Un día mi madre me llamó con cierta formalidad para que fuera a su habitación; quería hablar conmigo seriamente. Empalidecí y oí cómo mi corazón latía con fuerza: ¿sospechaba algo?. Mi primer pensamiento fuiste tú, el secreto que me unía al mundo. Pero mi madre también estaba confusa. Me besó (cosa que no hacía nunca) afectuosamente en ambas mejillas, me hizo sentar en el sofá, a su lado, y empezó a titubear, diciéndome que su amigo, también viudo, le había propuesto que se casara con él y que ella pretendía aceptar, más que nada por mí.

La sangre empezó a hervirme en el corazón: sólo un pensamiento bullía en mi interior, tú.

—Pero, ¿nos vamos a quedar aquí? —pude balbucear.

—No, nos mudaremos a Busan,el tiene allí una casa muy bonita.

No escuché nada más, no veía nada, todo había quedado a oscuras. Después supe que me había desmayado. Al parecer —según oí que le contaba mi madre a mi futuro padrastro, quien se había quedado esperando detrás de la puerta de la habitación— yo había empezado a retroceder con las manos abiertas y me había desplomado en el suelo.

Lo que pasó en los días siguientes, cómo me resistí,siendo una criatura débil, a la imposición de sus deseos, no te lo puedo explicar:sólo de pensarlo me tiemblan las manos al escribir. No podía revelar mi verdadero secreto, así que mi resistencia parecía sólo tozudez, maldad y obstinación.

Nadie más habló conmigo, todo sucedió a mis espaldas.Aprovechaban las horas que estaba en el colegio para preparar el traslado, y cuando volvía encontraba otro mueble desmontado o que había sido vendido.Veía cómo se desintegraba el piso y, con él, mi vida.

Un día, al regresar a la hora de comer a casa, vi que un camión de mudanzas había venido para llevárselo todo. En las habitaciones vacías quedaban las maletas hechas y dos camas plegables. Mamá y yo íbamos a pasar una noche, la última allí, porque, a la mañana siguiente, partiríamos hacia Busan.

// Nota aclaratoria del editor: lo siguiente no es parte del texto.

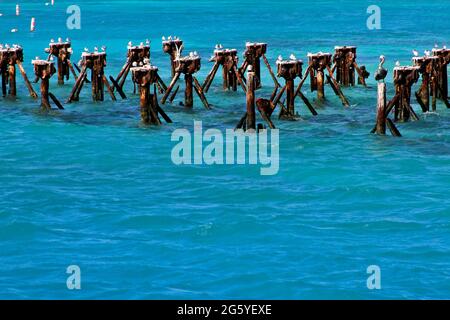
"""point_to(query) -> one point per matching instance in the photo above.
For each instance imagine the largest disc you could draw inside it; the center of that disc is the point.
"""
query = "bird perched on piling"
(381, 72)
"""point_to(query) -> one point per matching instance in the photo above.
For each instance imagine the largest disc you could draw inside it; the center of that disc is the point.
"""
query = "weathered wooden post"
(137, 56)
(173, 47)
(252, 57)
(96, 62)
(227, 58)
(250, 98)
(145, 77)
(318, 63)
(44, 70)
(404, 78)
(62, 51)
(188, 66)
(384, 110)
(290, 70)
(345, 65)
(248, 121)
(9, 58)
(428, 67)
(442, 75)
(381, 109)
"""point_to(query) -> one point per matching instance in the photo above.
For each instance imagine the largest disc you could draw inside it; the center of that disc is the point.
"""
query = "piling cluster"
(337, 70)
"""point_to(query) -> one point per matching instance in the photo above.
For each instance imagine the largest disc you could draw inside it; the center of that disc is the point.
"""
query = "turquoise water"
(90, 186)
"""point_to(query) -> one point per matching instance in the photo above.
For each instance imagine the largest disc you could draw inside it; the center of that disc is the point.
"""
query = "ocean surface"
(93, 187)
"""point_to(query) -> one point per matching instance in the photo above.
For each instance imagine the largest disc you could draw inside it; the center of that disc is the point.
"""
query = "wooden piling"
(289, 70)
(318, 63)
(9, 58)
(188, 94)
(381, 109)
(96, 63)
(145, 77)
(62, 51)
(173, 48)
(188, 66)
(44, 70)
(250, 98)
(404, 78)
(442, 74)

Aquel último día sentí con certeza, firmemente que no podía vivir lejos de ti.Eras mi única salvación. Nunca podré precisar cómo me imaginaba todo aquello o si era suficientemente capaz de pensar con claridad durante aquellas horas de desconsuelo. Sólo sé que me puse en pie —mi madre había salido— para caminar hacia tu casa tal como iba vestido, con el uniforme de la escuela.

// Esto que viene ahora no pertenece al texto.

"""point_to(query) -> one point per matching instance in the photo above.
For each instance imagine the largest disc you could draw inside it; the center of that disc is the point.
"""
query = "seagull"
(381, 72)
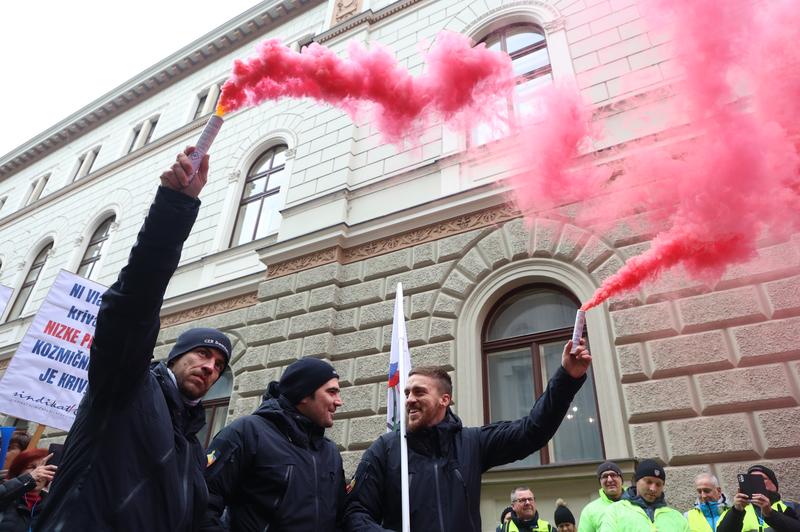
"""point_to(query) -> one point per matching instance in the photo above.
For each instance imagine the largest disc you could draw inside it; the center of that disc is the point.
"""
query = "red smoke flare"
(458, 85)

No, no caminaba, me desplazaba con las piernas rígidas, con las articulaciones temblorosas me arrastraba como atraído magnéticamente hacia tu puerta. Ya te he dicho que no sé muy bien lo que quería; quizá caer a tus pies y suplicarte que me acogieras como si fuera un criado, como un esclavo.

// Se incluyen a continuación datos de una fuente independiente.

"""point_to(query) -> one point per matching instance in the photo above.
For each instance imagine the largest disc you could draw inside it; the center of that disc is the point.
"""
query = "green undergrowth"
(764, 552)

Temo que te vas a reír del inocente fanatismo de un muchacho de quince años, pero no te reirías,querido, si supieras cuánto tiempo permanecí allí afuera, en el rellano helado, atraído por un poder de difícil comprensión; si supieras cómo conseguí que el brazo tembloroso se me despegara algo del cuerpo, que se levantara —fue toda una batalla en una angustiosa eternidad de segundos—para que mi dedo pulsase el timbre de tu puerta.